Grazie di cuore, caro Papa Francesco: Lei è la nostra guida in questa Giornata mondiale dei poveri. Mi chiamo Gabriel e vengo da Parigi. Sono della APA, Associazione per l’amicizia. Noi Le testimoniamo la nostra grande amicizia: Lei conosce le nostre debolezze, le nostre fragilità davanti a tante umiliazioni. Che noi, poveri in spirito, possiamo trovare la nostra forza in Dio, nostro Salvatore. Il Signore è la nostra più grande ricchezza. Beati i poveri, beati i miti, beati i misericordiosi, beati coloro che hanno sete di giustizia, beati i puri di cuore. Noi dobbiamo sempre essere fedeli nella gioia, nella letizia, nell’amore, anche se a volte ci vediamo un po’ ridicolizzati, a volte perseguitati a causa del Regno. Ma la nostra ricompensa è grande: grazie, cari Papa Francesco, grazie di essere nostro amico, nostro fratello.
Nella storia di una donna romena, Mariana Maftei, incontrata nel 2021 da Francesco ad Assisi, alla povertà si aggiunge anche la dura prova della malattia. Una testimonianza in cui, nonostante la sofferenza, non manca la gratitudine.
Caro Santo Padre, anche se i miei dolori sono fortissimi, sono tutta gonfia e non resisto più in questa sedia, sono contenta di essere qui, oggi, di conoscerLa di persona. Sono una ragazza romena, mi chiamo Mariana, ho 43 anni e sono arrivata in Italia 15 anni fa dalla Romania, il 6 giugno 2006, per fare la badante, lasciando a casa due bambini di sei e otto anni, per volontà di mio marito, contro la mia volontà di non lasciare i miei figli, alla ricerca di una vita migliore della povertà in cui vivevo. Nel 2008 ho perso mio marito dopo una breve e grave malattia. Sono tornata in Romania per stare con mio marito e i miei figli; dopo la morte di mio marito, ho preso i figli e sono tornata in Italia, per vivere qui. Qualche anno dopo, è iniziato il mio dramma. Una sindrome dolorosa devastante che ha attaccato la colonna lombare e gli arti inferiori: lo chiamavano un dolore benigno, perché non derivava da un tumore, ma in verità è stato devastante tanto da sconvolgere la mia vita familiare e lavorativa. Ringrazio tutti gli italiani che mi hanno aiutato, perché sono stati parecchi; ringrazio i dottori che mi sono stati e mi stanno vicino; ringrazio don Edoardo che non mi ha abbandonato mai. E ringrazio Dio per la forza che mi dà. Grazie, Santo Padre.
Coraggio e speranza
Dopo aver ascoltato con attenzione queste ed altre testimonianze, piene di sincerità, le parole di Papa Francesco, risuonate nel 2021 nella città del poverello di Assisi, sono un invito a non perdere mai il coraggio, a non smarrire la speranza.

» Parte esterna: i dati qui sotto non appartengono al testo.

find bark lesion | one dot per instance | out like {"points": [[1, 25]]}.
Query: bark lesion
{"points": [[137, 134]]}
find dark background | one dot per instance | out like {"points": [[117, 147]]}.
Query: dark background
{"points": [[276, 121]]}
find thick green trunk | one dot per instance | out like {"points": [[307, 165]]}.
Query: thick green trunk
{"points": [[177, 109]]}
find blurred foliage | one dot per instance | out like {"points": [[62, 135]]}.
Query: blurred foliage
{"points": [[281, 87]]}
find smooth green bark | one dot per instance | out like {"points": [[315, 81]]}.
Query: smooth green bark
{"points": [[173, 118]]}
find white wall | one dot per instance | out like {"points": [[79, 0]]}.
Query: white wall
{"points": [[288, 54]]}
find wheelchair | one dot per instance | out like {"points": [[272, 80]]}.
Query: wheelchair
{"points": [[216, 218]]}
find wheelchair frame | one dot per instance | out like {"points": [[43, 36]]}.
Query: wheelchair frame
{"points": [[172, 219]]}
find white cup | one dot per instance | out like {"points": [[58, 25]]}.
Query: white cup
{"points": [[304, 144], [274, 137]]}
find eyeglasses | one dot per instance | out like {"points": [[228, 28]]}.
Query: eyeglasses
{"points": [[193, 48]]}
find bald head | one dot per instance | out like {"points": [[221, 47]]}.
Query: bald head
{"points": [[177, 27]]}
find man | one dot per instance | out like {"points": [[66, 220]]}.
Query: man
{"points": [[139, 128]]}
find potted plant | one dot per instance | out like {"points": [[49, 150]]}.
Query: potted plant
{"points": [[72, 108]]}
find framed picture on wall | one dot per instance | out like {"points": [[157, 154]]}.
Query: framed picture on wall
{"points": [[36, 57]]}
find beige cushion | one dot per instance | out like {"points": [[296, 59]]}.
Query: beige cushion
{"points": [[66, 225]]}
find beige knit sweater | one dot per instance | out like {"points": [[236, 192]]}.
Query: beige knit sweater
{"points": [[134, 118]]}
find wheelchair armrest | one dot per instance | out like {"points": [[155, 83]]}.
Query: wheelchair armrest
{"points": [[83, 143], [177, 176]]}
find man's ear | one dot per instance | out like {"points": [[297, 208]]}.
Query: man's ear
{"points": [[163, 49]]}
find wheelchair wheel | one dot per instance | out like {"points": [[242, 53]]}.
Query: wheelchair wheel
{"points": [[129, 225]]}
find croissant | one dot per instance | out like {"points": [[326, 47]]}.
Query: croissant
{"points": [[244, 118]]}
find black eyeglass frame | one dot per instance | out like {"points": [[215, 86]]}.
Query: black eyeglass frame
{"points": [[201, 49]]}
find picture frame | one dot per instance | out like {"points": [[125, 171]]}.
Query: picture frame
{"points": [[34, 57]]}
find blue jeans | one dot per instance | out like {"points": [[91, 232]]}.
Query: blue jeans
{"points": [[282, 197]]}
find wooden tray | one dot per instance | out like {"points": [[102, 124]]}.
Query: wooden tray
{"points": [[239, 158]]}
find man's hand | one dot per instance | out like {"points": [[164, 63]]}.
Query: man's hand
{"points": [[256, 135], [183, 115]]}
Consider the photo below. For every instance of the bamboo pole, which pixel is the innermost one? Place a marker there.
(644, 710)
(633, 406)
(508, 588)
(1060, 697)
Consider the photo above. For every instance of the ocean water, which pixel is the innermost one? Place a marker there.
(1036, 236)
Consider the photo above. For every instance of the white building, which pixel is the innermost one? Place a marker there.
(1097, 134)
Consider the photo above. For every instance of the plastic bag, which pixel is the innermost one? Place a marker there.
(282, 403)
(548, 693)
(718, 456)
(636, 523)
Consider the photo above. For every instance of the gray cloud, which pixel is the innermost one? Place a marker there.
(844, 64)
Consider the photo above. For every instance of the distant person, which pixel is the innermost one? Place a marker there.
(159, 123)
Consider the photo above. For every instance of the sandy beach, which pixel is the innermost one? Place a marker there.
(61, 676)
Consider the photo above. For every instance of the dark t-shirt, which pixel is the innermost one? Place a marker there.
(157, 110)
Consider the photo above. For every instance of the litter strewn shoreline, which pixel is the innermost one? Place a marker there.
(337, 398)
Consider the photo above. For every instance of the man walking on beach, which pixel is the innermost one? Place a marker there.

Coraggio, perché le avete volute condividere con tutti noi, nonostante siano parte della vostra vita personale; sincerità, perché vi mostrate così come siete e aprite il vostro cuore con il desiderio di essere capiti. Ci sono alcune cose che mi sono piaciute particolarmente e che vorrei in qualche modo riprendere, per farle diventare ancora più mie e lasciarle depositare nel mio cuore. Ho colto, anzitutto, un grande senso di speranza.
Le testimonianze dei poveri che Papa Francesco ha custodito nel cuore sono quelle di un popolo che chiede soprattutto dignità, vicinanza, affetto. Anche quando la vita mostra un volto crudele, l’emarginazione, la sofferenza la solitudine e la mancanza di tante cose necessarie alla fine non impediscono di guardare oltre, di resistere, di vivere, di sperare.